A Minneapolis-based documentary photographer, Brogunier was living in Brooklyn five years ago when, saddled by five-digits worth of business-related credit card debt, he filed for bankruptcy. As he worked to rebuild his financial life, he pondered the psychology of lenders who kept extending him credit, even as his ability to pay diminished. Creditland, a chronicle of the practices and effects of America's credit-card companies, is the repository of some of his findings.
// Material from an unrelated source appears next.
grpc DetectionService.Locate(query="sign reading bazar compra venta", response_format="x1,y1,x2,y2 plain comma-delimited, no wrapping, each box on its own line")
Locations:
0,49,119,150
The inaugural issue, which hit the streets March 30, includes transcripts of personal stories about debt, a glossary of economic terms used by lenders and short fiction. The design of the four-page publication, like the theme it addresses, seems maxed out: Text is everywhere, jammed to the margins, with little breathing room offered via white space. Brogunier said the design matches the economy of the subject: "Paper is valuable." But much of the content is rich, especially the cover story, an interview Brogunier conducted with "Maxed Out" director Scurlock. (Full disclosure: I first met Brogunier at a February forum on predatory lending, and my recording of the event is the basis for the transcript of state Rep. Jim Davnie's talk at that event, which appears in Creditland).
The next issue will focus on the rebuilding of New Orleans and the struggles of African-American homeowners in the hurricane-struck region. He also hopes to begin collecting first-person narratives on debt (and welcomes "Debtor of the Month" columnists) and verbatim transcripts of phone calls with representatives from credit-card companies.
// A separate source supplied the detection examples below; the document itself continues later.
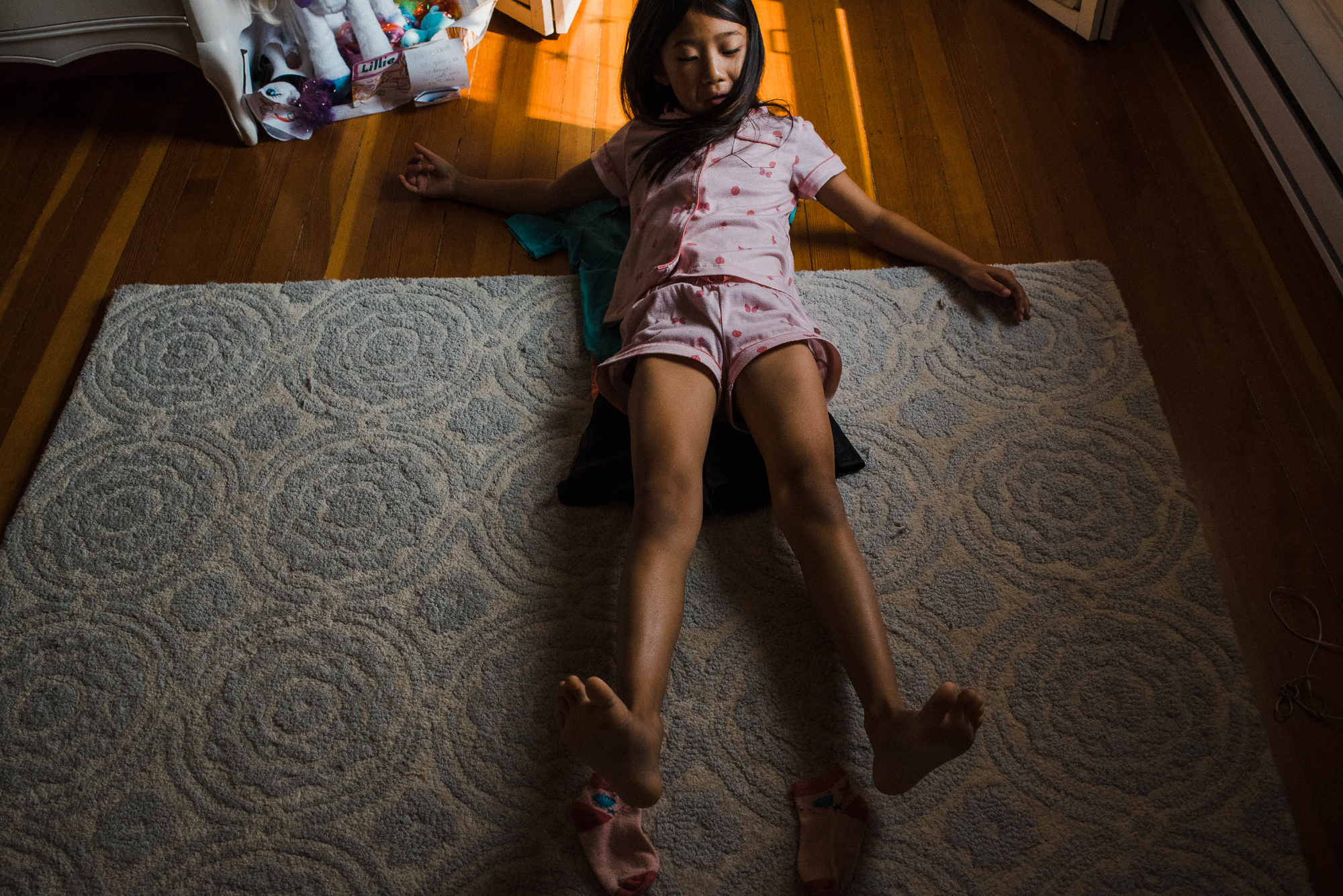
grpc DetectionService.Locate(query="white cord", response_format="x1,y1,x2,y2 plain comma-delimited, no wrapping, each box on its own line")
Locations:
1268,585,1343,724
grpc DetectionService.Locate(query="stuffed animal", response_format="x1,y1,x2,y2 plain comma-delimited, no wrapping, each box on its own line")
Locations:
402,7,455,47
252,0,406,95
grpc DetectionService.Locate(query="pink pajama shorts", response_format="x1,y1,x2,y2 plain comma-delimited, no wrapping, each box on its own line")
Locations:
596,277,842,430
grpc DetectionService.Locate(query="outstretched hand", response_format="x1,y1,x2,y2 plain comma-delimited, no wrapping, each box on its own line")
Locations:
400,144,458,199
960,263,1030,323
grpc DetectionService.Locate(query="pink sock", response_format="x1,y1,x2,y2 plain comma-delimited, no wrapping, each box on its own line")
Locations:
792,762,868,896
573,771,658,896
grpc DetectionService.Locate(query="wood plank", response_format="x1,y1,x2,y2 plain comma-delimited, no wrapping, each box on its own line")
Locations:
459,23,541,277
845,0,913,241
960,0,1077,262
0,82,189,520
0,87,113,323
505,31,573,274
287,117,371,281
146,106,246,286
1142,5,1343,456
352,106,432,278
109,77,216,290
246,128,336,283
783,0,855,271
869,4,966,258
931,3,1039,263
1111,7,1343,590
1021,1,1328,891
431,16,513,277
901,0,1003,264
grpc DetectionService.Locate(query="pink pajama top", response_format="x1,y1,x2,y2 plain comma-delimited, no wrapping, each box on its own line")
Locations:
592,109,845,323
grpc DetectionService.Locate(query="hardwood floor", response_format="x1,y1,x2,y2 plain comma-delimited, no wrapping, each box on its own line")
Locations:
0,0,1343,893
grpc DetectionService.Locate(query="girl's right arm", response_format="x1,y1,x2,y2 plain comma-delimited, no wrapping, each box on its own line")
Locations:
400,144,611,215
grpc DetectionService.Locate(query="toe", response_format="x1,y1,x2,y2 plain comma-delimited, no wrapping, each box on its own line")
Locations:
924,681,956,716
587,675,619,709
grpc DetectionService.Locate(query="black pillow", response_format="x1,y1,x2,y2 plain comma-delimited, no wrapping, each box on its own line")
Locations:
559,396,865,513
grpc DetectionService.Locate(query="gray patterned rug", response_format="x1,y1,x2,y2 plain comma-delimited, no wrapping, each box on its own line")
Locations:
0,262,1308,896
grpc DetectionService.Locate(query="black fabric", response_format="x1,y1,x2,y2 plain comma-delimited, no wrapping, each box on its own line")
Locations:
557,396,865,513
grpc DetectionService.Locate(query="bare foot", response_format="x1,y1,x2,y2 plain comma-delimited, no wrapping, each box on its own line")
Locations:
864,681,984,794
555,675,662,809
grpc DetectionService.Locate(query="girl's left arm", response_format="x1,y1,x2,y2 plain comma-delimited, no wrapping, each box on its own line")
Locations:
817,173,1030,323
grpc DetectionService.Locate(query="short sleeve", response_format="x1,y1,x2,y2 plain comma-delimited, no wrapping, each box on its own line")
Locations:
592,122,634,205
783,118,847,199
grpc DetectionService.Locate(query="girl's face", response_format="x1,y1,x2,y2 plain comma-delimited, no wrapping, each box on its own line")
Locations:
654,9,747,115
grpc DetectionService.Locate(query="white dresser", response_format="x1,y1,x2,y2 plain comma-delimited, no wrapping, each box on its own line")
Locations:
0,0,257,146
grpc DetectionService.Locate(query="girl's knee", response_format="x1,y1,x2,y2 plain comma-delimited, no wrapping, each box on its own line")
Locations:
634,468,704,531
770,466,849,528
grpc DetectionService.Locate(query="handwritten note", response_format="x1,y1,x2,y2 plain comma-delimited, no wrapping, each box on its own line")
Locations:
406,38,471,94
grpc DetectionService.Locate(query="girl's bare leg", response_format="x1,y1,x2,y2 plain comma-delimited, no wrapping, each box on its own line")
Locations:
735,344,984,793
555,356,717,807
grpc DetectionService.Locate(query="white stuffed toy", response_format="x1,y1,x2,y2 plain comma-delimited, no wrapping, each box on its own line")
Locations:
252,0,406,93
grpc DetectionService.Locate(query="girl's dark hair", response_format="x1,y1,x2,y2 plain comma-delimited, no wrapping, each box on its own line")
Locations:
620,0,788,184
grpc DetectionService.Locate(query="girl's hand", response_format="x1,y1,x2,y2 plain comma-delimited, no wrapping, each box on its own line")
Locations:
400,144,459,199
960,263,1030,323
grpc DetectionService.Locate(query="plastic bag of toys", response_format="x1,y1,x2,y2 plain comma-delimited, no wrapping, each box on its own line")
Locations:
238,0,497,140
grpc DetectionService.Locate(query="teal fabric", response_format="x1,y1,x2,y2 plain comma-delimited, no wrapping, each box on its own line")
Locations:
504,196,798,364
504,196,630,364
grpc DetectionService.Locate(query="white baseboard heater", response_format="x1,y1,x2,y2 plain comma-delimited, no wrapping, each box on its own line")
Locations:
1180,0,1343,290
Brogunier hopes the publication will reach people affected by credit-card debt -- whether they are the visible urban poor or the seemingly well-to-do but secretly over-extended borrowers in wealthier suburbs -- and demonstrate the shared effects of the "mindless consumption binge" he says America has been on for 25 years.
"Some people do well in that system," he said. "They make enough money that they can buy things and it works and the global economy keeps going, and that’s great. Other people aspire to do that, and if they’re aspiring to do that and they don’t have the cash, credit cards come in as a stopgap measure. In an ownership society — as George Bush calls it — you end up being compelled to keep up with the Joneses, and what you end up owning is a lot of debt."
The social critique embedded in Creditland is aimed as much at the U.S. government as at the opportunistic credit-card companies, Brogunier said. "Debt I consider to be America’s version of a social safety net," he said. "We don’t cover health care, we don’t cover child care, so when the expenses get to be too much, it’s credit debt that comes in. It’s like a government subsidy, except it’s not the government, it’s privatized."
But while Creditland has built-in criticism, he emphasized that the publication's title shouldn't be read as an indictment of America, but instead as a call to ethics, which he defines as "doing the right thing."
"I have no problem with America. America is a very enterprising place. If you have an idea, America is the place to produce it," he said. "This country is extremely rewarding of ideas that work, and I want this to be an idea that works. This is an American magazine that way."
You could say Creditland is un-American in another way, though: while Americans are reaching record debt levels -- in 2006, we owed $12.8 trillion in mortgage and consumer loans (135% of disposable income) -- Brogunier says he won't use credit to keep the ad-supported magazine going.
Practicing what he preaches, he doesn't even own a credit card.